5 stars out of 5
Oh my. Good thing I'm a fast reader. From the moment I booted up my Kindle Fire and opened this book, I didn't want to put it down. As it was, it took two days - although that's not bad considering all the other "stuff" I had to do in between. I'll give a special shout-out to my ever-lovin' hubby, who didn't blink an eye when I told him dinner would be a little later than usual tonight because I was too close to the end to stop).
Still another thank you goes to the author and publisher, via NetGalley, for providing me with a copy in exchange for an honest review. To that end, will "Wow!" suffice?
For everyone else, a bit of a plot description is in order. This is the third in the series featuring Detective Erika Foster (preceded by The Girl in the Ice and Night Stalker. Here, she's serving at the Bromley Police Station in London, where she was transferred three months earlier. She didn't arrive without baggage; her police career is dotted with successes and failures, with one of the latter involving the death of her beloved husband, for which she's blamed herself ever since. She's an immigrant from Slovakia, and she's had to fight her own feelings of inadequacy that have been augmented along the way by some of her police colleagues.
Already, though, she's bored with her assignment that's limited to investigating organized crime cases. But as luck would have it, when she orders a search of an old quarry after getting a tip that a big stash of narcotics is at the bottom, something else turns up: The remains of a young girl. Almost immediately, the child is identified as Jessica Collins, who as a seven-year-old disappeared from her home 26 years ago. The case made big-time headlines back then, but no perpetrator was ever found.

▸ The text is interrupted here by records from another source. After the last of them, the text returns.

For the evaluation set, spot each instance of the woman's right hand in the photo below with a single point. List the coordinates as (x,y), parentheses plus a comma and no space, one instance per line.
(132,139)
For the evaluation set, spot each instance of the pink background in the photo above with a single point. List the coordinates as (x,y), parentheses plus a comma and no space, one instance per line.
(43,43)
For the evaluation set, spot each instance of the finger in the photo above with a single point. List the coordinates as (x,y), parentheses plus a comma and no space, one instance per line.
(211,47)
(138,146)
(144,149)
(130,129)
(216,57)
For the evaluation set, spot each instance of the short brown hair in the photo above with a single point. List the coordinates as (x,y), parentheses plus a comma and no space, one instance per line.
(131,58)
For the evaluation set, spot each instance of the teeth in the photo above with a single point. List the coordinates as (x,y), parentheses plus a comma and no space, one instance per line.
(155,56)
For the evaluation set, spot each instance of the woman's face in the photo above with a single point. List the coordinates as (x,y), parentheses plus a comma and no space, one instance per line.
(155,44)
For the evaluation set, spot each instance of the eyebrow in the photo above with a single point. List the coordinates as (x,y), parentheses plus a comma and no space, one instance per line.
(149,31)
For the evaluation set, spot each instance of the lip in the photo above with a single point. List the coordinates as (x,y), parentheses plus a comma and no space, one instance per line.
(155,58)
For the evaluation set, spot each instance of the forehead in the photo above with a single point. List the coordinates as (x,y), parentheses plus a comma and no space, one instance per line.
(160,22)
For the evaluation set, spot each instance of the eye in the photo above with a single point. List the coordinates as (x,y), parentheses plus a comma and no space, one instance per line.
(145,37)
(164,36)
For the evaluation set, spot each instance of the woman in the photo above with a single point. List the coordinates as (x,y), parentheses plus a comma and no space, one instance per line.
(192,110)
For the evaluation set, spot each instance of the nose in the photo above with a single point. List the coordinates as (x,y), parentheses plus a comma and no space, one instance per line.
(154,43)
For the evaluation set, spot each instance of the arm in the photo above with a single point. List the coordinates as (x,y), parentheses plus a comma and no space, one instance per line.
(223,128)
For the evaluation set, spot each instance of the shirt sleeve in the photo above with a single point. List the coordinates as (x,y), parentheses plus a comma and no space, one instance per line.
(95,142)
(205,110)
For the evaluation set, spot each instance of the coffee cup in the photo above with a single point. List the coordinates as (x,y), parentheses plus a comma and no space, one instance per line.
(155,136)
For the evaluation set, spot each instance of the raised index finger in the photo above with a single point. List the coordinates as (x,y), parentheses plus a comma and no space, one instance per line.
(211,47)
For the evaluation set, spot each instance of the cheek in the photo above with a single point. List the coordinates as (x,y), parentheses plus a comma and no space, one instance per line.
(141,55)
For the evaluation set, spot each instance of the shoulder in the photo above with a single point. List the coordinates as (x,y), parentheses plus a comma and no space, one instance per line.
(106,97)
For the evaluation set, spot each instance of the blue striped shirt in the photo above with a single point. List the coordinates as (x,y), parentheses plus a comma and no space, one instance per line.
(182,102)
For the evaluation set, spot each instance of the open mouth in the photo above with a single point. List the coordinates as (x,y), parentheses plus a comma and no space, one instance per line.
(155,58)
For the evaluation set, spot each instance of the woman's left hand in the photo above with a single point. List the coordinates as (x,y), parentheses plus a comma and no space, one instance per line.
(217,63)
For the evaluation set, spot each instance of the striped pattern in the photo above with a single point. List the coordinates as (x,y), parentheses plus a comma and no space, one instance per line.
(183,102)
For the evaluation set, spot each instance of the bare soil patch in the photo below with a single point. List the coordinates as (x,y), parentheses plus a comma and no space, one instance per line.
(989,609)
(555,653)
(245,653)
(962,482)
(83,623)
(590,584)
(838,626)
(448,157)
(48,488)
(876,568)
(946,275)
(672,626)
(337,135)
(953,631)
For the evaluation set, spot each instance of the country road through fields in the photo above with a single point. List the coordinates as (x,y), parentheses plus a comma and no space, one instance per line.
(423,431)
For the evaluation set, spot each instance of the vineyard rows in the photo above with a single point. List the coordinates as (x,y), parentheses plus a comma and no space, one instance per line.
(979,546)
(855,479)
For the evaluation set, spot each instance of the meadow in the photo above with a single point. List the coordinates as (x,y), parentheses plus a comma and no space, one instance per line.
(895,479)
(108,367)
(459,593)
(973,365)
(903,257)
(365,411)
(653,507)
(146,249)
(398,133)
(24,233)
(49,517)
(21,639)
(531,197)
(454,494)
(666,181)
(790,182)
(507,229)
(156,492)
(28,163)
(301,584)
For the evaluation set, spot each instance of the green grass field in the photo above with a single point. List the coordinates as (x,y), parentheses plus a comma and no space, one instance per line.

It's an uphill battle to get assigned to the cold case, but Erika is determined to get it and keeps dogging her superiors until they cave in - albeit with orders to get it wrapped up as quickly as possible or else. Erika manages to get the go-ahead to beef up her staff and turns to a couple of former co-workers to help (readers of those first two books will recognize them). But at the git-go, the case looks hopeless; the primary suspect who was cleared of the abduction all those years ago sued the city and won, making it nearly impossible for the officers to approach him again. The missing child's parents have split up, leaving the family in shambles. The original case detective, Amanda Baker, became a pariah, left the force and turned into an alcoholic hermit. And, when another suspect is identified, it turns out he died many years ago and is, obviously, unavailable for comment. As if that weren't enough, roadblocks keep popping up to impede the investigation that may be coming from a source closer to home.
Getting to the truth turns out to be a series of wrong and right turns, stops and starts - and a couple of big surprises. Only two things, in fact, could I count on, the first of which is that the next chapter would be even better than the one I was reading. The second? Any time two or more characters got together, one of them was sure to ask, "Would you like some tea?" Gotta love those Brits!
Dark Water by Robert Bryndza (Bookouture, October 2016); 368 pp.